その室は、同じ棟の中で、間に小室を一つ挟んでいるのだが、窓は凡て鎖され、打ち破った扉だけが開かれていた。室の四辺は、殆んど実験設備が埋めていて、その中央に、寝衣《ねまき》の上にドレッシングガウンを羽織った河竹医学士が、扉の方に足を向け、大の字なりに俯伏している。
そして、その背後には、恰度心臓部に当る辺に、柄も埋まらんばかりに深く、一本の短剣が突き刺さっているのだが、血は創口《きずぐち》の周囲に盛り上がっているだけで、附近には血滴一つない。おまけに、室内で眼に止った現象といえば、屍体の足下に椅子が一脚倒れているのみであった。
なお、短剣も河竹の所有品で、犯人が手袋を用いたと見え、柄には指紋が残っていない。こうしてすべての情況が、その即死したらしい有様といい、何もかも博士の室と酷似していて、格闘の形跡は勿論のこと、犯人が跳躍した跡は、何処にも見出されないのである。が、然し、扉の鍵が寝衣の衣袋《かくし》にある所を見ると、密閉された室に、神変不思議な侵入を行った犯人の技巧には、法水も眩惑に似た感情を抑える事が出来なかったのである。
やがて、屍体から右手の壁にある、鳩時計が鳴き始めると、法水はその側にある、実験用の瓦斯栓までも調べたが、それが最後で、全部の調査を終ったらしく、彼に似《に》げない吐息を吐いて言った。
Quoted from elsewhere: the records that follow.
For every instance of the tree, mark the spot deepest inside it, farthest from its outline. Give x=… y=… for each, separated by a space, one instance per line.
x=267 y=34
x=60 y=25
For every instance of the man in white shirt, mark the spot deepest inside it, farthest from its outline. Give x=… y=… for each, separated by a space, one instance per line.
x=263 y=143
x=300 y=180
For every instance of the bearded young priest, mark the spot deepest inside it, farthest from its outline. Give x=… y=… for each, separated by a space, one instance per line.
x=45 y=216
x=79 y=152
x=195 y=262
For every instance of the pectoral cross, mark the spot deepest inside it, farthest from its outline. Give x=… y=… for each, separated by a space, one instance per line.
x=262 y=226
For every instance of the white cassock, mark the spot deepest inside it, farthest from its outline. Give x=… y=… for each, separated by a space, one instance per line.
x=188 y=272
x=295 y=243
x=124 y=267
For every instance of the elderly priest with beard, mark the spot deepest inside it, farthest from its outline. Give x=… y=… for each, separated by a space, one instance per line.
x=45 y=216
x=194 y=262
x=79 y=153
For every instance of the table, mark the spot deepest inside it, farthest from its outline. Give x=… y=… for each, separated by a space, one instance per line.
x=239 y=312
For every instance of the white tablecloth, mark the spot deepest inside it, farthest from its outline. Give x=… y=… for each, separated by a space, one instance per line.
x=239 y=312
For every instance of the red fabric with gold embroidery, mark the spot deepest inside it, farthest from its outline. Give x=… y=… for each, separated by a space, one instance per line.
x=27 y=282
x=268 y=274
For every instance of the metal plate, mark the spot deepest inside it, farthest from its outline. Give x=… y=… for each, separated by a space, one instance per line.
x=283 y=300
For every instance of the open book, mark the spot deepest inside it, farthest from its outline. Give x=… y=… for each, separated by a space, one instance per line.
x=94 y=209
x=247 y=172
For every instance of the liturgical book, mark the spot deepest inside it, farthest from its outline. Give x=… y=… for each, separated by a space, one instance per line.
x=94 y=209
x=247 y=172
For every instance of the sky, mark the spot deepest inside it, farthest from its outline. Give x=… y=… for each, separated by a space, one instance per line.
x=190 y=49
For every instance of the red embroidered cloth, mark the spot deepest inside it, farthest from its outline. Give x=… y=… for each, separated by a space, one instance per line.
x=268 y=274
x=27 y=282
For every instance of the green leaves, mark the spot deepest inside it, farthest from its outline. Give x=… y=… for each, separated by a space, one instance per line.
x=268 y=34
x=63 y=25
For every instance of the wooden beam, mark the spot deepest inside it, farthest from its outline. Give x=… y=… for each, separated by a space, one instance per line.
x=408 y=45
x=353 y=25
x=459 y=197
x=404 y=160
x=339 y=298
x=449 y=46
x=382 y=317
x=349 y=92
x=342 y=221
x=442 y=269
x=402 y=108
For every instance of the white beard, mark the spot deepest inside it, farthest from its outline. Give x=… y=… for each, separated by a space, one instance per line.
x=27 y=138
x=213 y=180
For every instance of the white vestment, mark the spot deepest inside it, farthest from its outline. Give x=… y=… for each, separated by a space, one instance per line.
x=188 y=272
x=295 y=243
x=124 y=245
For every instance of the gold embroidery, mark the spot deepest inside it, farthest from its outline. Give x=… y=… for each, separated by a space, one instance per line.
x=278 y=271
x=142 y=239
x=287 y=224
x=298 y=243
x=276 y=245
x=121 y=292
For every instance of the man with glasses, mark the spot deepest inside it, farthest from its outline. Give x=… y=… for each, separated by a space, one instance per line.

「こりゃ全く、手の付けようがない。内出血が起って、外部へ流れた血が少ないので、刺された時の位置さえ判らんのですよ」
「然し、二時前後に博士を殺して、それから夜が明けて、八時ごろ河竹を殺すまでに、犯人は一体どこに潜んでいたのでしょうな」
と杏丸が、心持《こころもち》仄めかすようにいったが、法水はその言葉に、不快気な眉を顰めただけで、答えなかった。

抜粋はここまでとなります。